Tra i gruppi autoctoni, Giannini ha citato “i Casamonica a Roma sud che, a loro volta, sono collegati con gli Spada,” oltre a Fasciani e altri sodalizi che “prediligono avere collegamenti tra di loro e avere la garanzia di figure autorevoli, in grado di dirimere le controversie con accordi di non belligeranza e mutuo soccorso.” Tuttavia, “pur essendoci tutte queste organizzazioni, il predominio è della camorra, legata alla cosiddetta alleanza di Secondigliano, quindi Mallardo, Contini e Licciardi.”
Un ruolo di spicco è attribuito al boss camorrista Michele Senese: “Per quanto riguarda la presenza di una cupola mafiosa a Roma si può parlare di una figura di preminenza e autorevolezza del boss della camorra Michele Senese, gli altri sono considerati una sua emanazione. Non parlerei di ordini, ma della capacità di risolvere il conflitto. A ognuno viene lasciata una propria libertà di gestione e, quando poi si va in conflitto, c’è chi interviene per dirimere i conflitti.

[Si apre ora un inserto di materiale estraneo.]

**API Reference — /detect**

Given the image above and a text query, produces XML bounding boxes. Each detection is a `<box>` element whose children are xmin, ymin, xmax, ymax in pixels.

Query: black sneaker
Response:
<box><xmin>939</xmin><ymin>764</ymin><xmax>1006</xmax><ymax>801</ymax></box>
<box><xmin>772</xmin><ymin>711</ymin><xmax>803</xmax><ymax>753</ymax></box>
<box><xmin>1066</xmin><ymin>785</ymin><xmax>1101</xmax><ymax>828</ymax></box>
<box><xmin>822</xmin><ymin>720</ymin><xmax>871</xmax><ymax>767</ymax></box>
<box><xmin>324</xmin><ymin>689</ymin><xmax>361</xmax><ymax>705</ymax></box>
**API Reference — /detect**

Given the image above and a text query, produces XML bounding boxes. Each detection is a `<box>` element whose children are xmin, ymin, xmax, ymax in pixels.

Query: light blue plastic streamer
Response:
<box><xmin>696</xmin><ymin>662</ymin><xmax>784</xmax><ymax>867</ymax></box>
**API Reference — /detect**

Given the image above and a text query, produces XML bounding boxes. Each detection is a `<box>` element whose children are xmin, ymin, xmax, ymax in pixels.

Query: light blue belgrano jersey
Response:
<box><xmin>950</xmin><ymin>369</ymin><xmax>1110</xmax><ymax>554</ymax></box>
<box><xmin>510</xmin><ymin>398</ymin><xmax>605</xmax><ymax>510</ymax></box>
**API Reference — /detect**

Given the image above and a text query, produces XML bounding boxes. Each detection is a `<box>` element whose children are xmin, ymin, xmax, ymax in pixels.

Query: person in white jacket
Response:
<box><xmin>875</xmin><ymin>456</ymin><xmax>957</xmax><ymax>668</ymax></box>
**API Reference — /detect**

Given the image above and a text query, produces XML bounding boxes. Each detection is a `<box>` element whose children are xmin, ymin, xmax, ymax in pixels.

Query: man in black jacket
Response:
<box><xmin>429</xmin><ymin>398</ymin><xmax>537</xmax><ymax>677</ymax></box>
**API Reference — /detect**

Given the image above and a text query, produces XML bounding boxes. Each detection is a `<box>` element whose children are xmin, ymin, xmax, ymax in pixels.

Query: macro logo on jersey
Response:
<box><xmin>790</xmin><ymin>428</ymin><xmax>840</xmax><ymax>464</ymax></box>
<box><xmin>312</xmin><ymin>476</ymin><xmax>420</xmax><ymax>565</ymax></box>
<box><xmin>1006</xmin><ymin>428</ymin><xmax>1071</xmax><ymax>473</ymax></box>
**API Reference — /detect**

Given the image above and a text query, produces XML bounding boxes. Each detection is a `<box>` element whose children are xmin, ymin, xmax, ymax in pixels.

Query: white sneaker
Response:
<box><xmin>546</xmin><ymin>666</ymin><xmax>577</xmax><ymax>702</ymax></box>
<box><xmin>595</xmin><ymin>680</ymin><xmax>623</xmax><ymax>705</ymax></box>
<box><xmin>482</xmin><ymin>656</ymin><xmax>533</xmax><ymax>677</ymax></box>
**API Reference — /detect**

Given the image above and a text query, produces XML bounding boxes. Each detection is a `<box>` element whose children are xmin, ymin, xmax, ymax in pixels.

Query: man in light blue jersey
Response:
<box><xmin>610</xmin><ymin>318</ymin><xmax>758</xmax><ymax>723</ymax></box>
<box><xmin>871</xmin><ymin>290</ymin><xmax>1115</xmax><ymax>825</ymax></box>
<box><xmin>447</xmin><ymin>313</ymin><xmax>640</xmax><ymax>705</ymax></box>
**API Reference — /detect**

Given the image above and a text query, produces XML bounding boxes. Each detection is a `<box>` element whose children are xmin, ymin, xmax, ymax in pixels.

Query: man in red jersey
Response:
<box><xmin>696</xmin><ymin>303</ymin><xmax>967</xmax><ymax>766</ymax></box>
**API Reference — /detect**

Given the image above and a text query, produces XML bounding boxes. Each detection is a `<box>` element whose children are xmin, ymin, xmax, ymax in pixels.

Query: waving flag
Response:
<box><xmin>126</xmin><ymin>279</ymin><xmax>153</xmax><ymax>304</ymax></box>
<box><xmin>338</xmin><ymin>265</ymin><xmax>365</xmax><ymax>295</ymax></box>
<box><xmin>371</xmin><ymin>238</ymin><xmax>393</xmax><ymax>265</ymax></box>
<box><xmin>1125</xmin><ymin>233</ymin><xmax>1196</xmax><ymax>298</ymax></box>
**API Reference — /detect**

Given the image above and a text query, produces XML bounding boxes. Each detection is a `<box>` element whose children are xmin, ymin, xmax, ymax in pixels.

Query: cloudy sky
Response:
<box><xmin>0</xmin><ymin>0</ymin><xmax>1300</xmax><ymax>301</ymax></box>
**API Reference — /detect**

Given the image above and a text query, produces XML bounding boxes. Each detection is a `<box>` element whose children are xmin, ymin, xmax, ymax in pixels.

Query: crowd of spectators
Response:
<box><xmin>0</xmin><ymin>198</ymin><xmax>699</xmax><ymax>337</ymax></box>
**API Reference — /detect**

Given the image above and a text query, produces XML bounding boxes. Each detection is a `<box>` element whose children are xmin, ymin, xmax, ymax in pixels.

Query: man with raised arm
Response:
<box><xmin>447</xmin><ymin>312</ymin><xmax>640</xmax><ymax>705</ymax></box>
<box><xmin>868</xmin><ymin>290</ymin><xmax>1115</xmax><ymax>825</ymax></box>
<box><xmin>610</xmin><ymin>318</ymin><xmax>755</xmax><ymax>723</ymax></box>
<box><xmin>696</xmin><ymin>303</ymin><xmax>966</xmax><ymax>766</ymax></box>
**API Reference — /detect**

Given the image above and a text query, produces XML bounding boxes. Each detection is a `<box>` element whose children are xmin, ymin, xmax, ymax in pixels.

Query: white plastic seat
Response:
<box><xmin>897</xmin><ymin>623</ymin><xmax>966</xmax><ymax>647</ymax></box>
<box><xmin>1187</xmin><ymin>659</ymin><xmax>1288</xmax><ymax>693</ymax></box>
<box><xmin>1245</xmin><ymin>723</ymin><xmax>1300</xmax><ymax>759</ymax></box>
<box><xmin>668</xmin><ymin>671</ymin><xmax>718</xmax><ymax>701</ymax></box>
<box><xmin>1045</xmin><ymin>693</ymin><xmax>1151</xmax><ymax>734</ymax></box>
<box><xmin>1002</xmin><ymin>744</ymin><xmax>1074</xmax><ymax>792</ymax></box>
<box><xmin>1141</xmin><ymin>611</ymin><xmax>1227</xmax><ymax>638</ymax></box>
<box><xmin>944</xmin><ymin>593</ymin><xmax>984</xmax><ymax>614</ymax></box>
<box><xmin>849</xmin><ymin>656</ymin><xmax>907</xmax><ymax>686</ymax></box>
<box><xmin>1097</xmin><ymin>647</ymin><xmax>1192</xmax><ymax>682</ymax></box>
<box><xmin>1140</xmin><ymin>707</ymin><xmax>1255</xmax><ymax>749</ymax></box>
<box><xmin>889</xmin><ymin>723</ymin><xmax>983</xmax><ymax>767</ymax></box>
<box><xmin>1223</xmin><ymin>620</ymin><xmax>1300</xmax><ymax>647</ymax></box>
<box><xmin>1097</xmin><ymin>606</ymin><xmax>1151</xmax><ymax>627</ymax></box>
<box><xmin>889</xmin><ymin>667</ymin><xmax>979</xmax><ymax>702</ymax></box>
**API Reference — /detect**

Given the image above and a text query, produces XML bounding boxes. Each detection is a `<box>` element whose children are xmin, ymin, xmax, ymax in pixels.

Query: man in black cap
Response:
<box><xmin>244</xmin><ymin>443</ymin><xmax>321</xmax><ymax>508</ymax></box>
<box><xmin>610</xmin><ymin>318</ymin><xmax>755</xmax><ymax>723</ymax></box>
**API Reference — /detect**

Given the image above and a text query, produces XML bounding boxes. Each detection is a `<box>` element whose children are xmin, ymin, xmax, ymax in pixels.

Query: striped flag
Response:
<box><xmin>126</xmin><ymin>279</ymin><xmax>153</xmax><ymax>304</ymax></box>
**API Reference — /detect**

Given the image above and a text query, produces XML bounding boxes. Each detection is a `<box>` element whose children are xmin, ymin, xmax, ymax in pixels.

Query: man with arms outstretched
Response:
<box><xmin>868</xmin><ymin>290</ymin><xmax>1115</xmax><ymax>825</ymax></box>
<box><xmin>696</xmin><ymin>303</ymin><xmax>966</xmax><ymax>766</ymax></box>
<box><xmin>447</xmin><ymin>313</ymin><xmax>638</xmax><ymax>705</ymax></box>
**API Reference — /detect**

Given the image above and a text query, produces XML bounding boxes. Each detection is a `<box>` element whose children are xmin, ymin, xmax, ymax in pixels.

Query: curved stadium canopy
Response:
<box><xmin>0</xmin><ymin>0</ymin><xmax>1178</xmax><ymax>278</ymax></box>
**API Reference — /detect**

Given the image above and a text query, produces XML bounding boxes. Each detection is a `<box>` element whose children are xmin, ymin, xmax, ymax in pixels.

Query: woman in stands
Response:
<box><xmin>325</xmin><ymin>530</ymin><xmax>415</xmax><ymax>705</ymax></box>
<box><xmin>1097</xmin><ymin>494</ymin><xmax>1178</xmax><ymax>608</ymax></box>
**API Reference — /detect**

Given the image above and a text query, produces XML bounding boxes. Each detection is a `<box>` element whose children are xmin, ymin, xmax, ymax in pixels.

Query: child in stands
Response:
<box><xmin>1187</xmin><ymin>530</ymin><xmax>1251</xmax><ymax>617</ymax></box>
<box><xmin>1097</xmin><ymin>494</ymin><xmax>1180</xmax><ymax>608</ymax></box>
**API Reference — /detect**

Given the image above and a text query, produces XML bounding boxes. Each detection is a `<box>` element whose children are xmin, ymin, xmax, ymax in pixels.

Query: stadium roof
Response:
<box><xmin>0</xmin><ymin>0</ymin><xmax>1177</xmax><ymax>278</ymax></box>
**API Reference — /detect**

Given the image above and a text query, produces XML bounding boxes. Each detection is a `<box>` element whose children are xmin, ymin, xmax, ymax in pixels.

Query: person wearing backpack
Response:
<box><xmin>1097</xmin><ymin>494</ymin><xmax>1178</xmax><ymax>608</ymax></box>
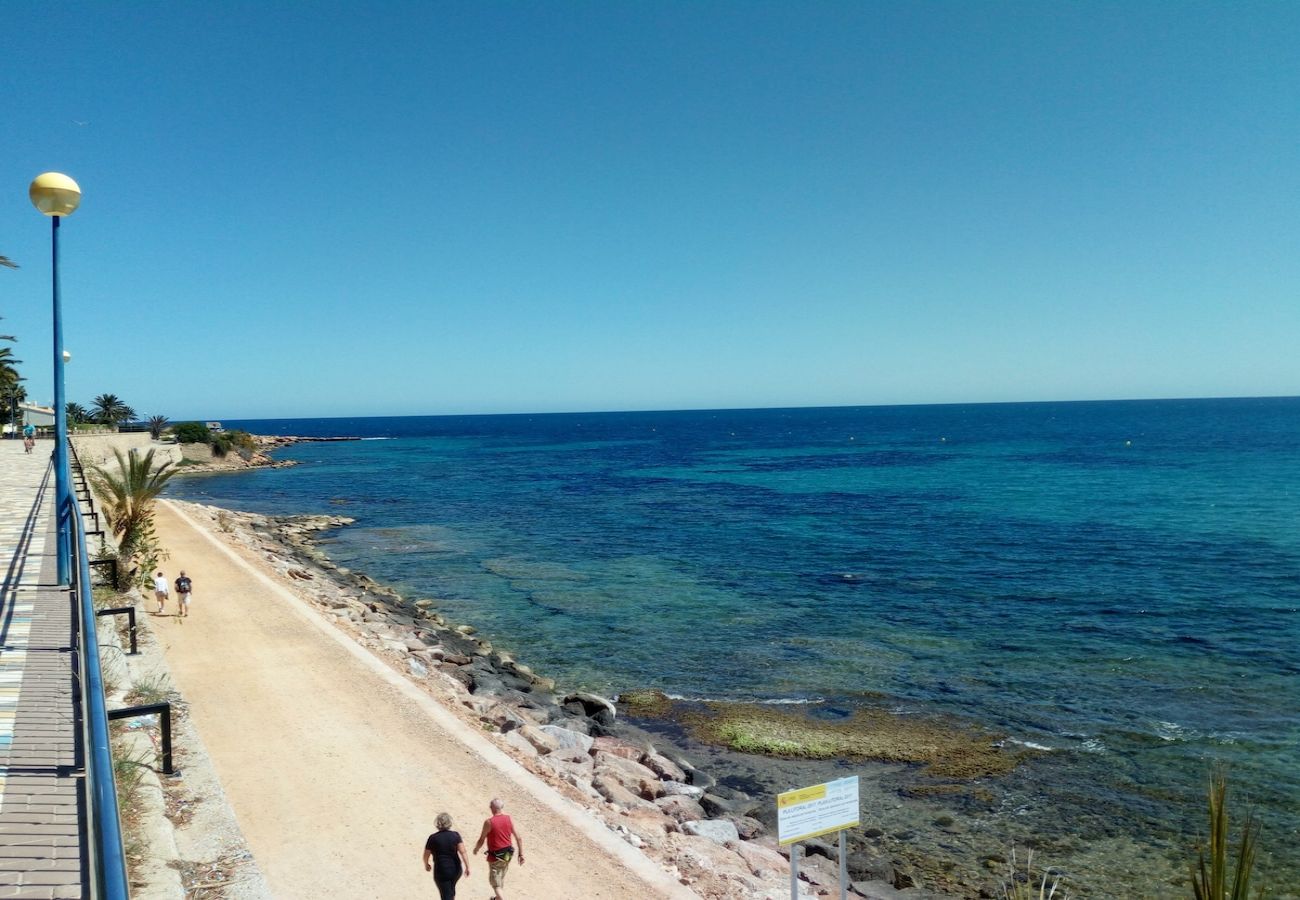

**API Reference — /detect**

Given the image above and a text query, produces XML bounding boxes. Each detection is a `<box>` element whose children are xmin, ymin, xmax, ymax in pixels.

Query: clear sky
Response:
<box><xmin>0</xmin><ymin>0</ymin><xmax>1300</xmax><ymax>419</ymax></box>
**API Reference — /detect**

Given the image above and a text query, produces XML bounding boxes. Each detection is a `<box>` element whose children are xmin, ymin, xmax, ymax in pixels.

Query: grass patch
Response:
<box><xmin>681</xmin><ymin>704</ymin><xmax>1031</xmax><ymax>779</ymax></box>
<box><xmin>1192</xmin><ymin>770</ymin><xmax>1264</xmax><ymax>900</ymax></box>
<box><xmin>1001</xmin><ymin>847</ymin><xmax>1069</xmax><ymax>900</ymax></box>
<box><xmin>126</xmin><ymin>675</ymin><xmax>173</xmax><ymax>706</ymax></box>
<box><xmin>619</xmin><ymin>691</ymin><xmax>672</xmax><ymax>719</ymax></box>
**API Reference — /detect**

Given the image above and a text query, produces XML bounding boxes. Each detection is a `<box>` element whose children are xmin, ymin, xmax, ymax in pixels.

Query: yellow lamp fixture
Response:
<box><xmin>27</xmin><ymin>172</ymin><xmax>81</xmax><ymax>216</ymax></box>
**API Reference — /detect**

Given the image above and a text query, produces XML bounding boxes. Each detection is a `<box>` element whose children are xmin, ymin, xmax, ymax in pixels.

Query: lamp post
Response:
<box><xmin>27</xmin><ymin>172</ymin><xmax>81</xmax><ymax>584</ymax></box>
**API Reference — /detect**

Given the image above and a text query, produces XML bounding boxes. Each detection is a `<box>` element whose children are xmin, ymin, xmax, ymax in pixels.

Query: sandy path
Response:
<box><xmin>148</xmin><ymin>502</ymin><xmax>696</xmax><ymax>900</ymax></box>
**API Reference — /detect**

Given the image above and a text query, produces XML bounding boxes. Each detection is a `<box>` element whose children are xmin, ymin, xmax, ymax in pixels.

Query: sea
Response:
<box><xmin>168</xmin><ymin>398</ymin><xmax>1300</xmax><ymax>896</ymax></box>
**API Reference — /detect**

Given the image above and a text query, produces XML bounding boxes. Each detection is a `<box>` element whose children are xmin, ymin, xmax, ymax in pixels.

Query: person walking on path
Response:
<box><xmin>153</xmin><ymin>570</ymin><xmax>168</xmax><ymax>615</ymax></box>
<box><xmin>424</xmin><ymin>813</ymin><xmax>469</xmax><ymax>900</ymax></box>
<box><xmin>475</xmin><ymin>800</ymin><xmax>524</xmax><ymax>900</ymax></box>
<box><xmin>176</xmin><ymin>568</ymin><xmax>194</xmax><ymax>615</ymax></box>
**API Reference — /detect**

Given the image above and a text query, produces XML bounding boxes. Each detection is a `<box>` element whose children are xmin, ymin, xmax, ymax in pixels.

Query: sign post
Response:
<box><xmin>776</xmin><ymin>775</ymin><xmax>859</xmax><ymax>900</ymax></box>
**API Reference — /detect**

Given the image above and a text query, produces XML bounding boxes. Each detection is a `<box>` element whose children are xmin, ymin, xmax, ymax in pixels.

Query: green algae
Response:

Questo ha consentito che non ci fossero guerre spaventose per il controllo del territorio".
Mafie straniere, cinesi e nigeriane
Giannini ha anche affrontato il tema delle mafie straniere operanti a Roma. “A Roma la criminalità cinese opera soprattutto nel trasferimento di denaro contante, quella nigeriana invece si è ritagliata un giro d’affari illecito nella tratta di esseri umani,” ha spiegato. “La criminalità cinese si avvale di un sistema estremamente chiuso, quasi familiare e caratterizzato da una grande omertà. Altri gruppi si avvalgono della criminalità cinese, soprattutto per far viaggiare denaro da un Paese all’altro, spesso c’è una grande facilità ad avere contanti. L’intermediario cinese prende una percentuale sul denaro da trasferire e ordina nel Paese di arrivo l’erogazione della somma a un altro intermediario. In questo modo non c’è un passaggio di denaro di mano in mano.” Per quanto riguarda la mafia nigeriana, “c’è una presenza importante, diverse operazioni l’hanno colpita in tutta Italia, opera soprattutto nel traffico di esseri umani e c’è una tratta di donne, che passa per riti voodoo e ricatti nei confronti delle famiglie, e finisce in servizi di prostituzione".